Walmart Owned Sam’s Club Investigates Clop’s Ransomware Claim

• Clop added the retail store giant Sam’s Club to their victim list on the dark web portal
• The Walmart-owned store confirmed investigating a potential security incident without disclosing any other details
• This is the second security incident after the credential stuffing attack the company suffered in 2020

The retail store Sam’s Club owned by Walmart has reportedly been breached by the Clop ransomware group. The Clop ransomware group which has been extorting several of its victims after exploiting the Cleo zero-day vulnerability, has named the membership warehouse club to its victim list.

Cybersecurity researcher Dominic Alvieri posted about the ransomware claim on X saying, “Sam’s Club is about to be leaked” suggesting that no data has been released so far. This also points toward the company being sent a ransom note or a deadline for payment failing which all the exfiltrated data may be released on Clop’s Data Leak Site (DLS).

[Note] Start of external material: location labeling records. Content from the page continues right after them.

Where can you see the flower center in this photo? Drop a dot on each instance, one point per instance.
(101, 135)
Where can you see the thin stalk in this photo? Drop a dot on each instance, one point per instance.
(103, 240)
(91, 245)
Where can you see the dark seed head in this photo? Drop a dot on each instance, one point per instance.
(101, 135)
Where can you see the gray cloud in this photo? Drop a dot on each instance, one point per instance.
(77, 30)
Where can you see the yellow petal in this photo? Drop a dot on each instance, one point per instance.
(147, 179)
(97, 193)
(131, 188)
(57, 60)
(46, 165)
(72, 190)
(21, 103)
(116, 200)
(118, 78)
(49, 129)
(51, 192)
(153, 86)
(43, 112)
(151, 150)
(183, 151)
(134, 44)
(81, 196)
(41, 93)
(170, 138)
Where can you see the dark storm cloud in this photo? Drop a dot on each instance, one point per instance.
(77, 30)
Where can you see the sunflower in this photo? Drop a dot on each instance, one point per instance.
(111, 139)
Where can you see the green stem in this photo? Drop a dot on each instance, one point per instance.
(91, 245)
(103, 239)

Bleeping Computer shared the above screenshot from Clop’s dark web portal which mentioned the company details like where it is headquartered and its revenue. The post concluded with the common warning/ rant that read, “The company doesn’t care about its customers. It ignored their security.”

Responding to a media inquiry, the company said, “We are aware of reports regarding a potential security incident and are actively investigating the matter.”

This is not the first time Sam’s Club has been targeted by threat actors. The company’s customers suffered credential-stuffing attacks in 2020 which led to account takeovers. Threat actors were reportedly using stolen login details to gain unauthorized access to user accounts. 

Most attempts were foiled as the company promptly notified customers about the threat. The company also proactively changed account passwords to protect the customers’ data.